Part of that hackability also meant hackability for third-parties, we wanted 
developers to be able to add functionality to Nova without having to go through 
the Nova review process and even be able package that functionality separately, 
this is an obvious  goal for any large entity using openstack internally where 
they have additional changes to make to customize their deployment.

Easy API makes up a good basis for extensibility of the project over time.

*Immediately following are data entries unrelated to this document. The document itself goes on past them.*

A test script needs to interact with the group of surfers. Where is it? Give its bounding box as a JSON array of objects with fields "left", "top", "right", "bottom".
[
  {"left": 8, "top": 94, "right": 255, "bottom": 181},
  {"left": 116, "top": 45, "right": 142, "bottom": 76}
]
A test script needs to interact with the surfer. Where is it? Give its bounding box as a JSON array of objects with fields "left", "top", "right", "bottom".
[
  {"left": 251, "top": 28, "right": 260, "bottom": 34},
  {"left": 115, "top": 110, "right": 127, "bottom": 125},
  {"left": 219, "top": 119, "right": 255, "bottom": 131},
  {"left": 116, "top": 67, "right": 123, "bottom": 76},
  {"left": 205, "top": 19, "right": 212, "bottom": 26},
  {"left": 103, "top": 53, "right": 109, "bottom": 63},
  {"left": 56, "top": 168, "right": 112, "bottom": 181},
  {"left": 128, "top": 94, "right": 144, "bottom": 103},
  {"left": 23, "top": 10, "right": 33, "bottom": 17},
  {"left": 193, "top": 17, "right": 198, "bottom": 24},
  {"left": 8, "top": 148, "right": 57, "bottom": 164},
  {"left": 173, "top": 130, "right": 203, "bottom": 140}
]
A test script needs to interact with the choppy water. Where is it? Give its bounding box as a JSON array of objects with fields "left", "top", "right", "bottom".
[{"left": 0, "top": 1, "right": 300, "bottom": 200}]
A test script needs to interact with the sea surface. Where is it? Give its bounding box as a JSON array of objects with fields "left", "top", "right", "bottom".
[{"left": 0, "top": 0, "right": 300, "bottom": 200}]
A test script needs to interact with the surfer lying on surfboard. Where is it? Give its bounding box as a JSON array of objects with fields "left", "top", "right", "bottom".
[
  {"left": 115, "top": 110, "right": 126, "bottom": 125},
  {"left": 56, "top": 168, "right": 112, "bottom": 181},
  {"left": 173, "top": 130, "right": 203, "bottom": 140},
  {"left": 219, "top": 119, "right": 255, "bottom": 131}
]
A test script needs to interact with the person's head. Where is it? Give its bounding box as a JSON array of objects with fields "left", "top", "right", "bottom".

The existing APIs are still necessary to serve their purpose which is 
translating the intents defined by existing specifications/implementations to 
tasks that make sense for Nova, and should it be desirable those interfaces can 
easily be built on top of and decoupled (due to the delegated auth pattern) 
from the Easy API, the EasyCloudTestCase gives a decent example of how such a 
thing could be done.

In my personal opinion I see the two existing API implementations as 
'compatibility' APIs where as Easy API is a direct API and much easier to 
understand because of it.

The relevant blueprint (read the spec, obvs): 
https://blueprints.launchpad.net/nova/+spec/easy-api

--andy

On Wed, Dec 29, 2010 at 11:20 AM, Matt Dietz 
<matt.di...@rackspace.com<mailto:matt.di...@rackspace.com>> wrote:
Hey guys,

I was wondering if you could answer a few questions? I get the argument that 
EC2 and eucatools suck, and that the OS API is incomplete/unstable. What 
prompted you starting down the Easy API path? Subsequently, what issues are you 
hoping to solve with it? From what I can see, it's the WADL-like/reflection 
interface that seems to be the driving force. Is this correct?
I'm curious mostly because a lot of effort has been expended with the goal of 
making the existing OS API the canonical one. I'm fine with a better effort, 
but I've been operating in accordance with the internal goal of making it work 
100% like the Rackspace API so all existing bindings will "just work" if 
someone cares to try out Openstack. Obviously we can't continue working on 
parallel paths because we'll just end up fracturing the  API user-base until we 
can decide which API is going to stick.
I'd like to get the discussion started, and I'll be glad to take it to the 
blueprint (since I see you made one as of 18 hours ago) or IRC.